Aujourd'hui, Kaïs Saied s'installe comme le candidat naturel de la "Tunisie profonde" : il est celui qui la représente le mieux par son profil, par ses idées et par son projet qui fait de ses habitants des acteurs à la fois politiques et économiques.
Face à cela, l'autre Tunisie, plus bourgeoise disons, comprend, ou ne comprend pas, l'intérêt qu'il y a à ce que cesse l'état de marginalité de l'arrière-pays. Mais, pour beaucoup de gens de cette Tunisie bourgeoise, il y a une sorte de répulsion mentale à l'idée de se retrouver dans le camp des pauvres et des miséreux. Il s'agit d'un facteur psychologique qui échappe aux discussions et aux analyses, mais qui est très déterminant.
C'est cet élément qui va faire grandir le besoin de coller au candidat Kaïs Saied le profil, sinon du sombre islamiste, du moins de son allié et ami. C'est ce même élément qui va aussi faire glisser le choix en direction de l'autre candidat, sur qui pèsent pourtant de graves soupçons de malhonnêteté, des soupçons suffisamment graves en tout cas pour qu'il ne soit pas raisonnablement envisageable de lui confier la charge de représenter le pays.
On va donc assister à une occultation progressive de ce côté sombre du candidat. Puis, comme on assiste à des ralliements surprenants de la part de personnalités éminentes et connues pour leur droiture, le doute croît en ce qui concerne le bien-fondé des suspicions. On se fait une raison, comme on dit.
Un bon scénario serait bien sûr que, malgré tout ce qu'on sait sur lui, Nabil Karoui révèle un profil autre, qui le réhabilite moralement et donne un sens plus authentique à son engagement dans l'action au service des plus démunis. Mais rien de concret à ce stade ne permet de donner quelque crédit à ce scénario.
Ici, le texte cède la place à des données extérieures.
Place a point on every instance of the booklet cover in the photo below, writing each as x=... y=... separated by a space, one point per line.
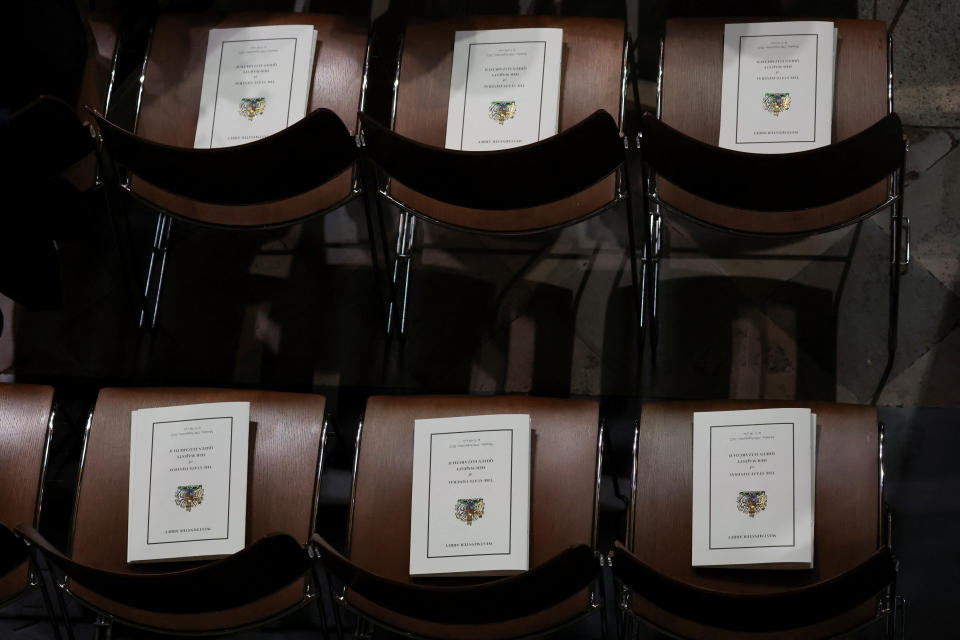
x=504 y=88
x=753 y=488
x=188 y=481
x=777 y=93
x=256 y=82
x=470 y=508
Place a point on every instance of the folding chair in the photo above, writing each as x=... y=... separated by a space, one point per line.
x=265 y=581
x=546 y=185
x=815 y=191
x=562 y=584
x=853 y=579
x=280 y=180
x=26 y=427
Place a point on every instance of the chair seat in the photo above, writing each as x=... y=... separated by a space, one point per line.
x=285 y=433
x=846 y=517
x=380 y=528
x=589 y=45
x=693 y=65
x=171 y=103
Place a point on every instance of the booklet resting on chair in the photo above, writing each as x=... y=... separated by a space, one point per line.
x=753 y=488
x=188 y=481
x=470 y=508
x=256 y=82
x=504 y=88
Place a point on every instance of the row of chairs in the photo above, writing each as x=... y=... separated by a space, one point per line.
x=317 y=165
x=286 y=564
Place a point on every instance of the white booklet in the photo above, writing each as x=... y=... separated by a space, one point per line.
x=188 y=481
x=777 y=92
x=256 y=82
x=753 y=488
x=504 y=88
x=470 y=509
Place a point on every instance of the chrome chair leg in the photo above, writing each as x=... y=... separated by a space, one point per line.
x=155 y=272
x=103 y=628
x=47 y=602
x=401 y=273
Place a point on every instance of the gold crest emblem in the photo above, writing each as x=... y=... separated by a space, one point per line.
x=189 y=497
x=469 y=509
x=751 y=502
x=776 y=103
x=250 y=108
x=500 y=112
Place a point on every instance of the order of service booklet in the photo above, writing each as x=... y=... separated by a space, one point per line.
x=470 y=507
x=504 y=88
x=777 y=92
x=256 y=82
x=188 y=481
x=753 y=488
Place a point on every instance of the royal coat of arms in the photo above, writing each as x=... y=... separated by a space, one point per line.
x=469 y=509
x=189 y=497
x=776 y=103
x=250 y=108
x=751 y=502
x=502 y=111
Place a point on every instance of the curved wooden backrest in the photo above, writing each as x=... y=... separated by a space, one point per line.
x=846 y=511
x=24 y=424
x=285 y=440
x=562 y=489
x=692 y=73
x=538 y=173
x=557 y=579
x=171 y=104
x=807 y=179
x=775 y=611
x=258 y=571
x=303 y=156
x=45 y=138
x=590 y=80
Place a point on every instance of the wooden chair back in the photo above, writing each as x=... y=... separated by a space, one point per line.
x=25 y=411
x=286 y=431
x=170 y=104
x=846 y=516
x=591 y=79
x=690 y=103
x=562 y=498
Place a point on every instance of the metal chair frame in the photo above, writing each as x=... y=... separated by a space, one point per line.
x=403 y=252
x=156 y=267
x=890 y=604
x=104 y=620
x=899 y=231
x=366 y=625
x=35 y=579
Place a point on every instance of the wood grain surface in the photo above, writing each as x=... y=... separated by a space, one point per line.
x=692 y=84
x=846 y=514
x=590 y=80
x=24 y=416
x=285 y=428
x=171 y=103
x=561 y=496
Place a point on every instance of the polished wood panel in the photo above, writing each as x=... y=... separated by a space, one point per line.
x=24 y=416
x=171 y=103
x=589 y=80
x=285 y=428
x=561 y=496
x=692 y=83
x=846 y=513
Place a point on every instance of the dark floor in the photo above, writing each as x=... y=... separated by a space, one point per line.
x=296 y=309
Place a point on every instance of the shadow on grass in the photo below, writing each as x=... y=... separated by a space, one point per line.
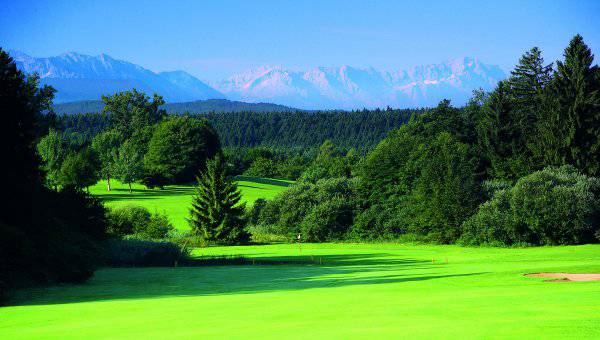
x=141 y=194
x=271 y=181
x=264 y=274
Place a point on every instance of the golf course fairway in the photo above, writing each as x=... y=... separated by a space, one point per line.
x=175 y=200
x=333 y=291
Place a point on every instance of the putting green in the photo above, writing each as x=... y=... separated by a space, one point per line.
x=357 y=291
x=175 y=200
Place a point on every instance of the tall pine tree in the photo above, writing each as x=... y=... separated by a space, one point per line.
x=216 y=215
x=576 y=97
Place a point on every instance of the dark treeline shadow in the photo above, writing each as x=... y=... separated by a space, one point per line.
x=242 y=276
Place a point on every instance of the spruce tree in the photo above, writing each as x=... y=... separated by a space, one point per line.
x=576 y=88
x=216 y=215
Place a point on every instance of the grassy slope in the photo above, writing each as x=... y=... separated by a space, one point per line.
x=360 y=291
x=175 y=200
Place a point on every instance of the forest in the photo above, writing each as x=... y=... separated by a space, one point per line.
x=517 y=166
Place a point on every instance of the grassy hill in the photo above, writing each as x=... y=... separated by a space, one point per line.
x=344 y=291
x=199 y=106
x=175 y=200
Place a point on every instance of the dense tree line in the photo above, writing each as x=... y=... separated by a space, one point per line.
x=518 y=165
x=297 y=130
x=46 y=236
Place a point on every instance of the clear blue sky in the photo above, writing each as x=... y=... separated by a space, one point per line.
x=212 y=39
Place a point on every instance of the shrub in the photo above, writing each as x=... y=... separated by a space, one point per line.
x=328 y=221
x=157 y=228
x=126 y=219
x=141 y=253
x=321 y=211
x=549 y=207
x=133 y=219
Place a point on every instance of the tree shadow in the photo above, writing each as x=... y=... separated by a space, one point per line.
x=264 y=275
x=141 y=194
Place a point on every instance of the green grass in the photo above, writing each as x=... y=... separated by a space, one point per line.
x=175 y=200
x=359 y=291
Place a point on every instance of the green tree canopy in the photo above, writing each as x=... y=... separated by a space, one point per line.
x=216 y=214
x=180 y=147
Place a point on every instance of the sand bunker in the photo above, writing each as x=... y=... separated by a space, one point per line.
x=558 y=277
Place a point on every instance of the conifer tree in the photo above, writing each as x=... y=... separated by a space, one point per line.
x=216 y=214
x=576 y=89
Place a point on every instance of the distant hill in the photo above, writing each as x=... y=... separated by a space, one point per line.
x=82 y=77
x=199 y=106
x=348 y=87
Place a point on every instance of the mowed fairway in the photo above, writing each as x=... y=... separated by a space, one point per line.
x=358 y=291
x=175 y=200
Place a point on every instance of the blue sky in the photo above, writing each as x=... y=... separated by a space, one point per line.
x=213 y=39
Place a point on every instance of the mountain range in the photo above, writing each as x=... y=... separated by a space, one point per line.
x=82 y=77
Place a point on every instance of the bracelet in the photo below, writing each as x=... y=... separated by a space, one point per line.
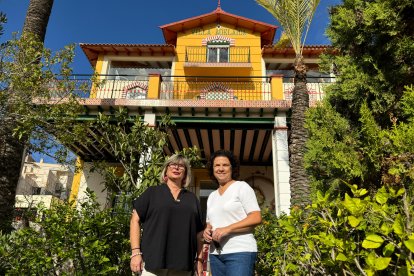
x=135 y=254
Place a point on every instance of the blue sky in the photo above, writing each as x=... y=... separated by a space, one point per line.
x=136 y=21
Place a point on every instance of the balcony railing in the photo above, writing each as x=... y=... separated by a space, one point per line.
x=203 y=54
x=185 y=88
x=216 y=88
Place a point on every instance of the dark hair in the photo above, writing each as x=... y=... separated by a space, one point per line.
x=177 y=158
x=234 y=162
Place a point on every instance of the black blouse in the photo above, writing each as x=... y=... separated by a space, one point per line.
x=170 y=227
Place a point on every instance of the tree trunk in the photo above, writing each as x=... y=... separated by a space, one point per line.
x=11 y=150
x=37 y=18
x=299 y=181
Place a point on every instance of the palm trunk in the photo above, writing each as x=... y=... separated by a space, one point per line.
x=11 y=152
x=299 y=181
x=11 y=149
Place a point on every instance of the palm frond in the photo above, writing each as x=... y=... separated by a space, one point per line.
x=295 y=17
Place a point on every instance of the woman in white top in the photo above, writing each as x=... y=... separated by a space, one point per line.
x=232 y=214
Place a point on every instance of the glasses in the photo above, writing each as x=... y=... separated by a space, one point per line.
x=180 y=167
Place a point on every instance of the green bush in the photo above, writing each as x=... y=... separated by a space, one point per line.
x=70 y=241
x=353 y=235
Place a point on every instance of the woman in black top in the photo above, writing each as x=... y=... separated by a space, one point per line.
x=172 y=225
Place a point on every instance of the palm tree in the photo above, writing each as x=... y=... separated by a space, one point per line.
x=11 y=148
x=295 y=17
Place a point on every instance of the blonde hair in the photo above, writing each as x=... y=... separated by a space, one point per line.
x=177 y=158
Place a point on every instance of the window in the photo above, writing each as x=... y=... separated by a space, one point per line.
x=218 y=51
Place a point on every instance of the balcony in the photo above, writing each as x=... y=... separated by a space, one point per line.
x=194 y=88
x=203 y=56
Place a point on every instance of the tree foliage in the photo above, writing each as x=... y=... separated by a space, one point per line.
x=363 y=125
x=357 y=234
x=28 y=86
x=70 y=241
x=295 y=17
x=360 y=155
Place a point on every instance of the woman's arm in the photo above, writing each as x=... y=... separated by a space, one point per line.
x=135 y=237
x=246 y=225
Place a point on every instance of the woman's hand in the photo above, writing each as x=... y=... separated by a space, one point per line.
x=199 y=268
x=220 y=233
x=136 y=264
x=207 y=234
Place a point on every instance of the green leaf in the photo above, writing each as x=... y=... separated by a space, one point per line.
x=410 y=245
x=372 y=241
x=382 y=263
x=341 y=257
x=353 y=221
x=400 y=192
x=382 y=196
x=354 y=205
x=398 y=225
x=388 y=250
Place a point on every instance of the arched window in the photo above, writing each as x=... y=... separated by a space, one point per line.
x=218 y=51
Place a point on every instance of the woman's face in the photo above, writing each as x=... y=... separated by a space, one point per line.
x=176 y=171
x=222 y=169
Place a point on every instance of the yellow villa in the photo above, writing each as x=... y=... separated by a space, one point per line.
x=225 y=85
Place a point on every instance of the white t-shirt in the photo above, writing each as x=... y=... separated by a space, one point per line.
x=233 y=206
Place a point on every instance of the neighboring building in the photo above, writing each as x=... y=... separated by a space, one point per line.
x=225 y=85
x=41 y=182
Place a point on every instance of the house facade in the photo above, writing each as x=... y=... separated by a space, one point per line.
x=224 y=84
x=41 y=183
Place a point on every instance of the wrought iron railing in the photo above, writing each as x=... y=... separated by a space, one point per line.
x=185 y=88
x=203 y=54
x=215 y=88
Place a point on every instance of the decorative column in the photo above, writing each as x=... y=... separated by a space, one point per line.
x=276 y=82
x=281 y=169
x=154 y=84
x=74 y=191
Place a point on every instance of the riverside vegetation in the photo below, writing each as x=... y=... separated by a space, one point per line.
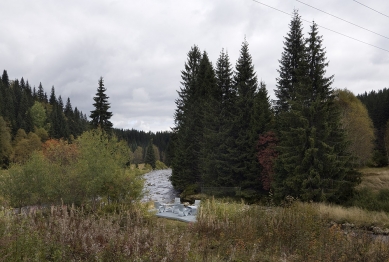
x=224 y=231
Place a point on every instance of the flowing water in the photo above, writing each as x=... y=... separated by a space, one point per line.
x=158 y=186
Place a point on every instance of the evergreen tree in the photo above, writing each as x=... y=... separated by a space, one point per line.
x=59 y=127
x=100 y=116
x=41 y=93
x=245 y=163
x=183 y=155
x=217 y=116
x=290 y=65
x=53 y=98
x=8 y=100
x=313 y=162
x=150 y=155
x=5 y=144
x=204 y=113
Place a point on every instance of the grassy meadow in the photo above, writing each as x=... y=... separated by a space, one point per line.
x=224 y=231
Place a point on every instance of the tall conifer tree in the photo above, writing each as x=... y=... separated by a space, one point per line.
x=184 y=154
x=313 y=163
x=244 y=150
x=100 y=116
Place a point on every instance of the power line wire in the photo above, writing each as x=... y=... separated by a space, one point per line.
x=325 y=28
x=371 y=8
x=343 y=19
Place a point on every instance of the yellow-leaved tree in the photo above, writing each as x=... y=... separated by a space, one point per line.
x=358 y=125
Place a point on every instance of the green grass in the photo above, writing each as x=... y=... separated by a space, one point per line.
x=224 y=232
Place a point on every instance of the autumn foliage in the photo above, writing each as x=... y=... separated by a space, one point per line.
x=267 y=154
x=60 y=151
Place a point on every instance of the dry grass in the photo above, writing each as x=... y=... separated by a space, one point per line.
x=375 y=178
x=224 y=232
x=357 y=216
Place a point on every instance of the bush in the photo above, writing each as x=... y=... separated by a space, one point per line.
x=160 y=165
x=93 y=168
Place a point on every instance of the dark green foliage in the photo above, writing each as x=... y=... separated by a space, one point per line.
x=59 y=125
x=313 y=162
x=216 y=162
x=150 y=155
x=135 y=138
x=100 y=116
x=290 y=65
x=218 y=120
x=17 y=99
x=377 y=104
x=184 y=161
x=249 y=120
x=5 y=144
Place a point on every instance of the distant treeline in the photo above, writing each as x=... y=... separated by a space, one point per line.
x=32 y=110
x=138 y=141
x=377 y=104
x=29 y=117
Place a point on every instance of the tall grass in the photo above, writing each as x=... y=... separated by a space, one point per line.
x=224 y=232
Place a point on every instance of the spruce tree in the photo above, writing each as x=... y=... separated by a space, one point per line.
x=246 y=84
x=290 y=65
x=150 y=155
x=184 y=155
x=100 y=116
x=41 y=93
x=313 y=162
x=53 y=98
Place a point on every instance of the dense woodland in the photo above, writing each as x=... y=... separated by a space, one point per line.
x=307 y=143
x=30 y=117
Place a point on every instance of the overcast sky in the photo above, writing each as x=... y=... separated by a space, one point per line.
x=140 y=47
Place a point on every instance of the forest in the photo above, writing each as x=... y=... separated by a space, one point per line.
x=29 y=118
x=308 y=143
x=311 y=166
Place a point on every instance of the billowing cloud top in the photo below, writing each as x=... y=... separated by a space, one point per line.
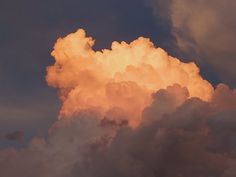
x=132 y=111
x=123 y=77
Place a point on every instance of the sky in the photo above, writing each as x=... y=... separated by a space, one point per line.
x=53 y=99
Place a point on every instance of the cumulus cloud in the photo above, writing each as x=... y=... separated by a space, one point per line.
x=180 y=131
x=207 y=28
x=114 y=78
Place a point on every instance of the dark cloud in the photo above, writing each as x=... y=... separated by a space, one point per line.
x=194 y=139
x=204 y=30
x=15 y=136
x=29 y=30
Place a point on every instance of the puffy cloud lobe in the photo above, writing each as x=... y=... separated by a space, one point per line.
x=114 y=78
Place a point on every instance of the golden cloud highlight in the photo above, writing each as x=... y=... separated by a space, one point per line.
x=121 y=78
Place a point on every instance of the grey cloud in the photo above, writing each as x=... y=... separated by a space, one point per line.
x=206 y=28
x=189 y=138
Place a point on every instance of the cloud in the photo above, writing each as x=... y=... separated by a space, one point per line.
x=15 y=136
x=114 y=78
x=179 y=132
x=206 y=28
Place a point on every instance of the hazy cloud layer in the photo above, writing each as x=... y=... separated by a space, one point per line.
x=206 y=28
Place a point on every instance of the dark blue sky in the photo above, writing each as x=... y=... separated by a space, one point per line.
x=28 y=30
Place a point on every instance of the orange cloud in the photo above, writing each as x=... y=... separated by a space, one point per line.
x=123 y=77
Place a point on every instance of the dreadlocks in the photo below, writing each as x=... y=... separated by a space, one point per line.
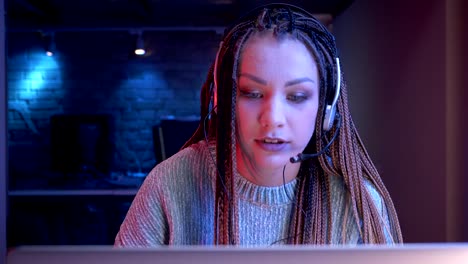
x=347 y=157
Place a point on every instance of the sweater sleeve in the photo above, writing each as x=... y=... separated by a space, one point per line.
x=145 y=224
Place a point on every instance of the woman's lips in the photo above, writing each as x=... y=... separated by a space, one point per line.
x=270 y=146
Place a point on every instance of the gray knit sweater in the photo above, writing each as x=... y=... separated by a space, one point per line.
x=175 y=206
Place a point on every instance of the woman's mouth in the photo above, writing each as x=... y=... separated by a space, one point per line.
x=272 y=144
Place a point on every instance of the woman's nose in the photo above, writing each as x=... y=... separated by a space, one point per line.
x=272 y=113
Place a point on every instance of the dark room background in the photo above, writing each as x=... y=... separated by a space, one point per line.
x=403 y=63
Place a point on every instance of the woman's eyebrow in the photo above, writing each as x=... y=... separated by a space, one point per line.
x=253 y=78
x=300 y=80
x=264 y=82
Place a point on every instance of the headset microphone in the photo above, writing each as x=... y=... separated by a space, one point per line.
x=301 y=156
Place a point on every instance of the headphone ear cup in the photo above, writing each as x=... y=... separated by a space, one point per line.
x=329 y=117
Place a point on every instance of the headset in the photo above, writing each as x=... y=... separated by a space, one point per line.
x=331 y=97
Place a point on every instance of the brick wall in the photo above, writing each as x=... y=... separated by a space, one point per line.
x=95 y=72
De sorte que, malgré toutes les réserves qu'on peut avoir au sujet de Kaïs Saied quant à sa compétence politique et sa solidité psychologique, le choix reste le même : celui de le soutenir dans son effort en vue de promouvoir une Tunisie plus inclusive et de prendre le contre-pied de ce mouvement irrationnel de rejet de la Tunisie des profondeurs dont nous parlons.
Non à la "t'hentila"
Plus le candidat Kaïs Saied convainc, et renforce donc son assise dans l'opinion, plus fort est le besoin de contrebalancer le phénomène pour se prémunir contre le scénario d'une puissance excessive. L'action du contrebalancement se traduit par un ralliement à un candidat sur qui pèsent de graves soupçons interdisant de voir en lui un candidat crédible.
Il y a quelque chose de presque dramatique dans la manière dont les gens, sans obtenir le moindre élément sérieux au sujet de la culpabilité ou non de ce second candidat, décident malgré tout de se rapprocher de lui jusqu'à l'adouber complètement.
Dans notre langage coutumier, on appelle cela "t'hentila" ! Et ce n'est pas tolérable : nous n'avons pas choisi la voie de la démocratie pour que certains de nos concitoyens, dont c'est le droit de choisir le candidat qu'ils veulent, se retrouvent dans cette situation qui les humilie.
Il est peut-être temps de commencer d'une seule voix à exiger que le candidat Nabil Karoui vienne s'expliquer sur ce dont il est accusé et qui constitue clairement un motif de disqualification.
Nous aurions d'ailleurs fait d'une pierre deux coups : nous aurions redonné à cette campagne les conditions d'une certaine normalité et, dans le même temps, nous aurions libéré l'un des deux candidats de cette situation d'indétermination qui ne se justifie pas.
S'il est innocent, qu'il soit réhabilité, et s'il est coupable, qu'il nous explique en quoi il peut prétendre au Palais de Carthage quand d'autres comme lui n'auraient au mieux que le Palais de Justice.